Ivan Timofeev says the U.S. has the most efficient, sophisticated bureaucracy to apply sanctions

The negative, destructive impact of “secondary sanctions” and their application to companies and individuals hamper the ability of government to have a regular access to the International Financial System or healthy commerce, said on Thursday Ivan Timofeev, professor at the Russian International Affairs Council.

In his presentation at the international conference “Unilateral Coercive Measures: Disrespect for International Law, Serious Human Consequences,” the professor insisted that it is necessary to hold a deep debate on the impacts of sanctions on companies and the world.
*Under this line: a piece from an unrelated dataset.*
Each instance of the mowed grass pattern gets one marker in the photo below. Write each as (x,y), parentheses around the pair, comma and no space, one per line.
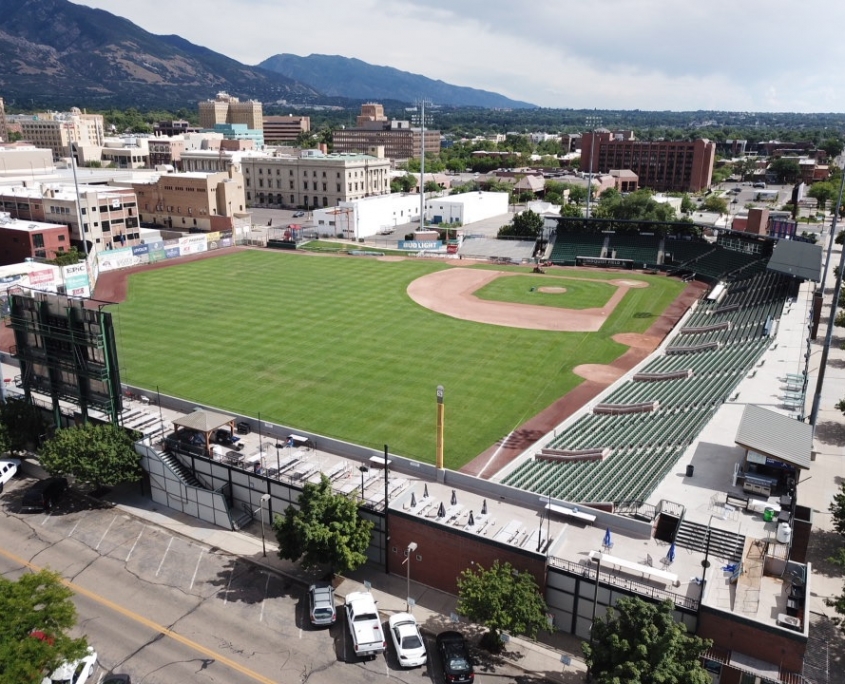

“An issue discussed yesterday is ‘Why do companies comply with sanctions?’ The answer is that they do it out of fear. They fear the U.S. unilateral coercive measures […] Today, the U.S. is the main imposer of sanctions in the world as it has the most efficient, sophisticated bureaucracy to apply them,” added Timofeev, referring to the policy of sanctions applied by Washington on Europe.

In that same vein, Timofeev mentioned the aggression agenda of the White House and its allies against Venezuela, and even Russia and Iran, in recent years, recalling the persecution of the U.S. Government against allied commercial tankers transporting fuel to the South American country and Venezuelan oil overseas during the COVID-19 pandemic, and the sanctions applied to the main commercial partners of PDVSA, Rosneft Trading and TNK Trading International.

“The financial penalties can be high. Our data show that the Department of Treasury and the penalties imposed by the Office of Foreign Assets Control (OFAC) can go as far as $5.6 million fines that should be paid by banks,” he explained.

Professor Timofeev pointed out that these issues are real and must be debated and become visible at multilateral forums.

“These secondary sanctions and their application do not only have effects on banks, but also on human rights,” warned Timofeev, who said that sanctioned individuals cannot enjoy their financial rights and are forced to use archaic systems to make their transactions, thus creating spaces for corruption.